I remember trying to get my parents to ask the question I had and being told to go ask it myself. I would try to work up the courage to ask but if I could find the information by an alternative means that is where I was looking. “Just ask them,” I remember hearing my father say as if he could not understand what my reluctance was. I thought at the time he was fearless as he would strike up conversation with anyone, to this day he will talk with anyone, a trait I feel is in short supply more often than not. Ultimately one day I came to a sudden and abrupt realization, perhaps someone told it to me and that could be the case, but I like to think I did this part on my own. I examined the unprovoked fear that I had in asking questions and pushed through it finding it baseless. I realized that the worse thing anyone can say to you is no if you ask for something. The worst thing that anyone could provide you if you ask about something was to give you nothing. Perhaps all the prompting and encouragement to ask questions from my parents is what made me realize this, or perhaps it was an older child in another family who told me those words verbatim, or perhaps we will never know. I used to be so afraid of getting a ‘No,’ as if it would harm me in some way physically. The day I shed that baseless fear was the day that I started asking questions, and I never stopped.

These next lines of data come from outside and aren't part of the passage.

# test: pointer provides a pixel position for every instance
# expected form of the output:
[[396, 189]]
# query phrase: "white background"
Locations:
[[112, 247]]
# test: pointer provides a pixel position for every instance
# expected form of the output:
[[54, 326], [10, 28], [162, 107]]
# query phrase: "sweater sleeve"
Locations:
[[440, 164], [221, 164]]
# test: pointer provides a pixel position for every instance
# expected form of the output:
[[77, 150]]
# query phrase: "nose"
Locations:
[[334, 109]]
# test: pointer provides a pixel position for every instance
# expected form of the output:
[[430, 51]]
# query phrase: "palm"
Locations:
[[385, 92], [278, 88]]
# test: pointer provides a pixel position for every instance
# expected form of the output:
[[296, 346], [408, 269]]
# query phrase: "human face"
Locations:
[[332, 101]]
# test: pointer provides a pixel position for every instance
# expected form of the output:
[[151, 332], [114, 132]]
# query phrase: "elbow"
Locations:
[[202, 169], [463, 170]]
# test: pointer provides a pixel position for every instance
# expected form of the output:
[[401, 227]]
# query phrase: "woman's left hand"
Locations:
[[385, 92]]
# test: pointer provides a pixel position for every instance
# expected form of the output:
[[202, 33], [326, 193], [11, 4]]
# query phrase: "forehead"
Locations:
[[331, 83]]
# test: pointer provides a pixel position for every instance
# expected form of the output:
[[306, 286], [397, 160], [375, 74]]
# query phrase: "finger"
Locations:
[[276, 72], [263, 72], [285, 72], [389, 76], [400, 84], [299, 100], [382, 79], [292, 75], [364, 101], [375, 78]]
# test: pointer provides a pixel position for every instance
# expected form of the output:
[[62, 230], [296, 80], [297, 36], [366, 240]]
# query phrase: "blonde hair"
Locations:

There is elegance to the simplicity of some questions, and in the same sense a beauty to the complexity of others. My new found fearless approach expanded well beyond the simple yes or no questions. I found out more about the world and people than ever before. I found out that a question can be powerful in its ability to gather information or uncover opportunities. The right question can send your life unexpectedly off its current course hurtling through space and time toward an alternate destiny. The ability we have to question the universe coalesces in our pursuit of all things and is mirrored in in the scope of our advances as a species. Questions are the basis of science, relationships, philosophy, knowledge, and so much more. To question, I found, is to participate in life itself.
A question to clarify rendered me the name of a new friend, a question to define gave me facts to understand, and a question of the heart brought me many truths of this world. I discovered that all of these questions weave together like endless threads in the tapestry of understanding, further developing mine in all regards. To ask a question was to allow myself the possibilities I otherwise would not have. In the pursuit of answers or information I grew, in finding the answers I learned. Questions shape the way we see the world and give us perspective as to how we fit within it. If life has gifted me any wisdom it is to never be afraid to ask a question, and if asked a question return the favor and always embrace the opportunity to provide someone else with an answer of your own design.